Python Data Engineering & Machine Learning Skill Matrix
Background
As part of my job hunt which is underway I talk to many recruiters and as part of one such job role, I was given to fill in a skill matrix, usually job roles and profiles are quite vague or you get to know about the role only when you talk with the Hiring manager or the team.
I really liked the exhaustiveness of skill matrix that was shared by the recruiter. I am not sure of the confidentiality of the skill matrix but since the skills are in public, I will let you also check it out and see how much you know in this and rate yourself. I will keep on adding topics & make changes in future to make this skill matrix more exhaustive.
Motivation
This is a Competencies matrix form (Data Engineer + Machine Learning skills)which will it easier for you to match your competencies with job requirements. Also help to access what you need to up-skill. Of course, we know all below skills may change in time, but we need refreshing this information for today.
The Skill Matrix
How to Rate Yourself
Rate yourself based What technology do you use for Data Engineering and/or Machine Learning.
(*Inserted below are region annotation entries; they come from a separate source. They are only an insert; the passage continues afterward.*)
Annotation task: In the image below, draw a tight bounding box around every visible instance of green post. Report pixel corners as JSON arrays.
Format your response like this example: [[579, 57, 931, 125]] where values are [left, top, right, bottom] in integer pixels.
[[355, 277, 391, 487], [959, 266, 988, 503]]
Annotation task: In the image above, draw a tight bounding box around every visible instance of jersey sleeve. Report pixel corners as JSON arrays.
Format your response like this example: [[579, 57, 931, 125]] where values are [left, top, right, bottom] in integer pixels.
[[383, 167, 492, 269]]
Set level of experience based on rules:
1 — never, new for me
2 — using from times to times
3 — everyday tool
4 — I’m expert in this tool
5 — I have 3+ years of experience *
The below subsections give the skills in major categories that would be expected out of a Data Engineer.
Python
- Python programming with OOP
- CPython programming — Python + C/C++ APIs
Machine Learning
- Linear Algebra
- Calculus
- Numerical Analysis
- Statistics (Frequentionist & Bayesian)
- Linear regression & Logistic Regression
- Mixture Models, EM
- Latent Linear Models (PCA, SVD)
- Kernels (SVMs, Kernel Machines itd.)
- Markov Models, Hidden Markov Models
- Ensembles
- MCMC inference
- Clustering
- Unsupervised dimensionality reduction (t-SNE, UMAP)
- Latent Models for Discrete Data (LSA, LDA)
Deep Learning
- Feed-forward Neural Nets
- Convolutional Neural Networks
- Recurrent Neural Networks
- Siamese Networks
- Few-Shot Learning
- Attention modules (including Transformers)
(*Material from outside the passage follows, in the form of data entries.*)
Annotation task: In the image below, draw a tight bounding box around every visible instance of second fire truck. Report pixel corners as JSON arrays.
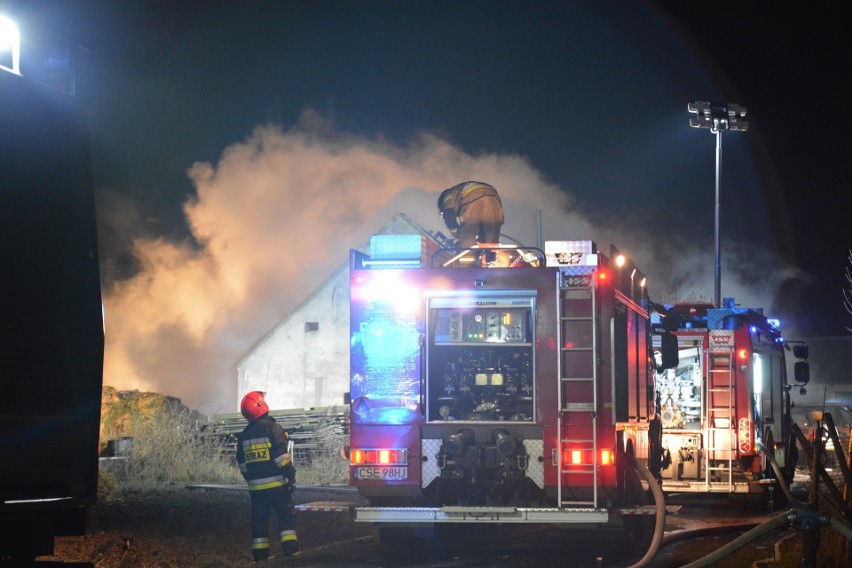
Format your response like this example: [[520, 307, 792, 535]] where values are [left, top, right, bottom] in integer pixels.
[[652, 299, 808, 493]]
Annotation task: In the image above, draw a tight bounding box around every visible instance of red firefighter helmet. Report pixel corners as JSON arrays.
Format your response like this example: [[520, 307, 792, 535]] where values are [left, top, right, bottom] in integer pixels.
[[240, 391, 269, 422]]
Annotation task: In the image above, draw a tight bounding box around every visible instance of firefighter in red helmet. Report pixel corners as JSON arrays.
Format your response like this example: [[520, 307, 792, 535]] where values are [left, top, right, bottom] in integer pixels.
[[237, 391, 299, 562]]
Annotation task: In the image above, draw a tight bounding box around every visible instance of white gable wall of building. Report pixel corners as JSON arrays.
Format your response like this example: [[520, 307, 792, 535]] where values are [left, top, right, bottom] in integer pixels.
[[236, 213, 442, 411], [237, 266, 349, 409]]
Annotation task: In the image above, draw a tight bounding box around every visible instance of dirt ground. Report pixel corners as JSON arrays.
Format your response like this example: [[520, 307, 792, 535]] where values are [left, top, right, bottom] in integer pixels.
[[40, 485, 371, 568], [41, 485, 834, 568]]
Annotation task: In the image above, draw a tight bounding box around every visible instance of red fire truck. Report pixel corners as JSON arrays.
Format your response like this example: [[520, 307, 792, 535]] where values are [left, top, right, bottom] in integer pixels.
[[349, 235, 654, 527], [652, 299, 808, 493]]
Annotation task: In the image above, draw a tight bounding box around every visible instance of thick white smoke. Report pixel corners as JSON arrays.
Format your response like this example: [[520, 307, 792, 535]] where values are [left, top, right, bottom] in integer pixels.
[[104, 112, 804, 413]]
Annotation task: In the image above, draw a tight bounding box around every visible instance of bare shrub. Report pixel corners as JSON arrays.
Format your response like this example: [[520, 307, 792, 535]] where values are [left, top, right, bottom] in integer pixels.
[[295, 413, 349, 485], [115, 409, 242, 484]]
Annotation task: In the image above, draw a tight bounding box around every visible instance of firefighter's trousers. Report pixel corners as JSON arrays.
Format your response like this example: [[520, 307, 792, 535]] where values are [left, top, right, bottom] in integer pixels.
[[249, 487, 299, 560]]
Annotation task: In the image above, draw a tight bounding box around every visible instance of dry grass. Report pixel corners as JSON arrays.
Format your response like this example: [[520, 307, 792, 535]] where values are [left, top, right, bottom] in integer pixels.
[[110, 409, 242, 485], [101, 408, 349, 490]]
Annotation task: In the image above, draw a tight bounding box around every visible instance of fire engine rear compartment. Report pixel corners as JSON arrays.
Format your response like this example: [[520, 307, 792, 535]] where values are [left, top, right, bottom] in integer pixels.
[[351, 241, 649, 524]]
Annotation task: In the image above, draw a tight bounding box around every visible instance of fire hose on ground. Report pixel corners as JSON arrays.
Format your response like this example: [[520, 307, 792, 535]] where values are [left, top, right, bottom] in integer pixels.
[[624, 454, 666, 568], [681, 510, 852, 568]]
- Generative Adversarial Networks
- Generative Models (DBNs, RBMs)
Deep Learning & Image Processing
- Image classifiers (ResNets, EfficientNet, VGG, Inception)
- Object Detectors (SSD, Yolo, Faster-RCNN)
- Semantic/Instance Segmentation (CRF-RNN, Deeplab, Mask-RCNN)
- Learning similarity (Siamese Networks, DeepRank)
- Image Generation/Image translation (CycleGAN, StarGAN, StyleTransfer, VAE)
- Landmarks detection (Keypoints on face like eyes/nose or pose detection)
- Super Resolution
- Object tracking (video)
- Action recognition
- Video classification
- Facial recognition and modeling
- Image retrieval
- Image captioning
- StyleTransfer
Deep Learning & NLP
- Optical Character Recognition
- Text representations (bag of words, tf-idf, n-gram)
- Word Embeddings (word2vec, doc2vec, GloVe, fasttext)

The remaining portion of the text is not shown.